2002-03-18 03:33:49 PM  
I didn't use 1-800-Collect!
2002-03-18 03:33:58 PM  
Lets try this again with the vote box.

Ain't no big deal mutafarker. Las time I got me arrested the pohlice told me they was gonna send me to Cancun.
2002-03-18 03:34:46 PM  
"Tell the Krispy Kreme I'm going to be 15 minutes late for the ribbon cutting ceremony."
2002-03-18 03:35:49 PM  
"Hello? Who is this?"

*airhorn blast*
2002-03-18 03:36:38 PM  
"1-800-Hitman, this is OJ"
2002-03-18 03:36:58 PM  
[image from too old to be available]

2002-03-18 03:37:24 PM  
"Whaddya mean you're not really Jamaican?.... California?!?...... WTF?!?"
2002-03-18 03:37:32 PM  
OJ: "Hell Rodney, because of you and what you did to the LAPD..... I was destined to get off easy!.......they didn't want riots n shiznet again"
2002-03-18 03:37:37 PM  
"so then i said, "i'll fark you till you love me"--yah yah, i know that's your line, sorry--but--and here's the killer part--she was already dead!".

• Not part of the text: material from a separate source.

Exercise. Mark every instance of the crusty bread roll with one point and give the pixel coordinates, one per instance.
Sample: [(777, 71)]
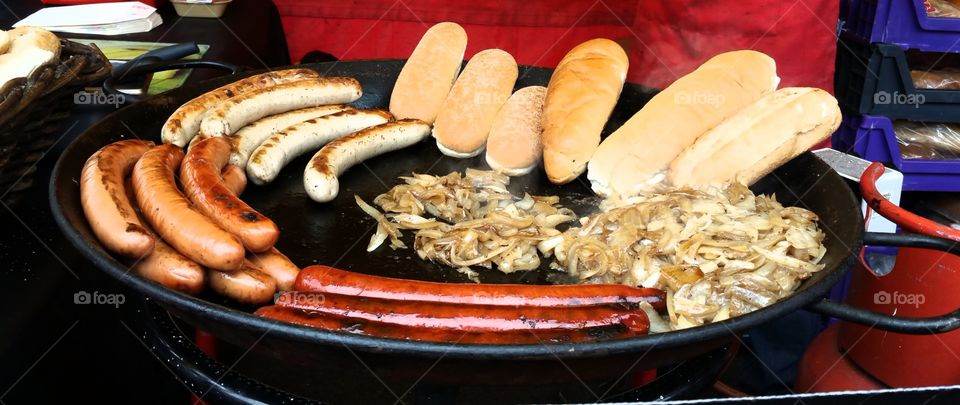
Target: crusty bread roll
[(758, 139), (429, 73), (466, 115), (514, 147), (637, 154), (581, 94), (29, 47)]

pause, some high pitched high whinig

"of course i still farked her."
2002-03-18 03:38:21 PM  
Hello, is Mike Hunt there?

Mike Hunt?

Hellooooo, Mike Hunt?
2002-03-18 03:38:45 PM  
"F. Lee - OJ here. I heard about your suspension by the Supreme Court. I just wanted to call and let you know I will not rest until the REAL lawyer who mishandled his client's $6 million is brought to justice."
2002-03-18 03:38:57 PM  
"So it's called de-capitation? I didn't know there was a fancy word for cutting peoples heads off."
2002-03-18 03:39:55 PM  
Mr. Simpson you can stop the insanity act. You and I both know Scotty is not going to beam down the real killer.
2002-03-18 03:39:55 PM  
"C'mon Mr' Blake, we took down Bonnie your fine trust me....jeesh I'll get you a good lawyer if it comes to that...God you're paranoid. I had a gun to my head while I was running away and I got away with it, REMEMBER??? Who knows better than me?"
2002-03-18 03:41:40 PM  
"No, President Clinton. I am not for hire."
2002-03-18 03:41:45 PM  
"Yeah, I got about 50000 tabs of Chocolate Chip on it's way from Amsterdam"
2002-03-18 03:44:01 PM  

sorry in advance....

OJ: "Hello, thank you for calling attractive and successful African-Americans That Commit Murder and Get Off, OJ speaking, how can I help you?"

2002-03-18 03:44:49 PM  
2002-03-18 03:45:38 PM  
"Doctor, are you sure this 'over the phone' testicle exam in gunna help The Juice???"
2002-03-18 03:46:03 PM  
"I thought she said, 'Kill me and this waiter.' Then I found out she actually said, 'I'll see you later.' Boy, was my face red! Fortunately, with Sprint PCS, I'll never have static again."

Sprint PCS. Proud sponsor of OJ's Hunt 4 Da Real Killaz Tour 2002.
2002-03-18 03:46:20 PM  
"So we was at the mall and she's all like 'Shut up!' and I'm all like 'nah, ah. you didn't just tell me to shut up, girl!' The she gets all up in my grill and I'm like 'biatch!'and accidently knocked the biatch out when I turned around with my hand in the air to get something."
2002-03-18 03:46:46 PM  
The problem with cellular

OJ said: "Man, I would kill for some fish."
Killer heard: "Man, I want you to kill that biatch"

With Sprint PCs all calls are crystal clear.